Hahn nannte es einen Missbrauch des Strafrechts, wenn gegen ihn als Fraktionschef einer Oppositionspartei ermittelt werde, gegen andere Politiker aber nicht. Gegen seinen Parlamentarischen Geschäftsführer sei das Verfahren eingestellt worden, obwohl dieser die ganze Zeit vor Ort gewesen sei. „Die politische Absicht ist nicht zu übersehen.“
Der Parlamentarische Geschäftsführer der CDU-Fraktion, Christian Piwarz, erklärte in einer Pressemitteilung, seine Fraktion habe zugestimmt, weil es dem Landtag nicht zustehe, über Schuld oder Nichtschuld Hahns zu urteilen. „Das Parlament ist kein Gericht.“ Es sei aberwitzig, wenn sich Hahn zum Märtyrer stilisiere und dem Landtag vorwerfe, Demonstranten zu kriminalisieren.

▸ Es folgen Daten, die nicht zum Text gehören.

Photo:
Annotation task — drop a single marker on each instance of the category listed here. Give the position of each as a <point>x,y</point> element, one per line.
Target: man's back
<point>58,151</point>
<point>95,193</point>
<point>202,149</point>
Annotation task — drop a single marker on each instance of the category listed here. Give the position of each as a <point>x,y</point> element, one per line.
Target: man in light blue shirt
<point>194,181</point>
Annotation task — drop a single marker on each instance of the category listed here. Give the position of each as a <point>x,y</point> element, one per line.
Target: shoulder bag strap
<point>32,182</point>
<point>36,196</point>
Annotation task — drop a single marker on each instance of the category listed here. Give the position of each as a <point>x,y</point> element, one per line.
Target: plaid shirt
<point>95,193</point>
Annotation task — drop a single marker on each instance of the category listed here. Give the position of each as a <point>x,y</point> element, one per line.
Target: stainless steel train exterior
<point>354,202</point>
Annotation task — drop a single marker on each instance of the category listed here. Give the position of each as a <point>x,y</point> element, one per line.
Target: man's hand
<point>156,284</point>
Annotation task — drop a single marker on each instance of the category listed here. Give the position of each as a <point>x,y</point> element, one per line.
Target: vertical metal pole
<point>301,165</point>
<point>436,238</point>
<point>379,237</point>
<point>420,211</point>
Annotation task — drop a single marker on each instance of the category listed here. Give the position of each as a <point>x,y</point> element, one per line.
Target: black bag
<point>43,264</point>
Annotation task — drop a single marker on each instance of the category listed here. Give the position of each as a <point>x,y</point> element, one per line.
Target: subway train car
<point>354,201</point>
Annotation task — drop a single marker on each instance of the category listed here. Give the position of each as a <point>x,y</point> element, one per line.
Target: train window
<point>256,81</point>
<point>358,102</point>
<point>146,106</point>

Die Abstimmung in der Landtagssitzung war notwendig geworden, weil der zuständige Ausschuss zuvor zwar mehrheitlich, nicht aber einstimmig für die Aufhebung der Immunität votiert hatte.
Grundsätzlich genießen Abgeordnete Immunität vor Strafverfolgung. Das heißt, die Justiz darf gegen sie nur vorgehen, wenn der Landtag keine Einwände hat. Die Immunität soll verhindern, dass die Arbeitsfähigkeit des Parlaments behindert wird, indem zum Beispiel durch ein Strafverfahren die Mehrheitsverhältnisse im Parlament verändert werden. Dieser Schutz dient deshalb in erster Linie dem Landtag in seiner Gesamtheit.
Die Staatsanwaltschaft kann nun Anklage erheben oder einen Strafbefehl beantragen. Zuständig für einen Strafprozess wäre das Amtsgericht Dresden. Das gilt auch für die Verfahren gegen die Politiker der Linken Bodo Ramelow (Thüringen) sowie Willi van Ooyen und Janine Wissler (beide Hessen). Deren Verfahren dürften allerdings zu einem späteren Zeitpunkt beginnen.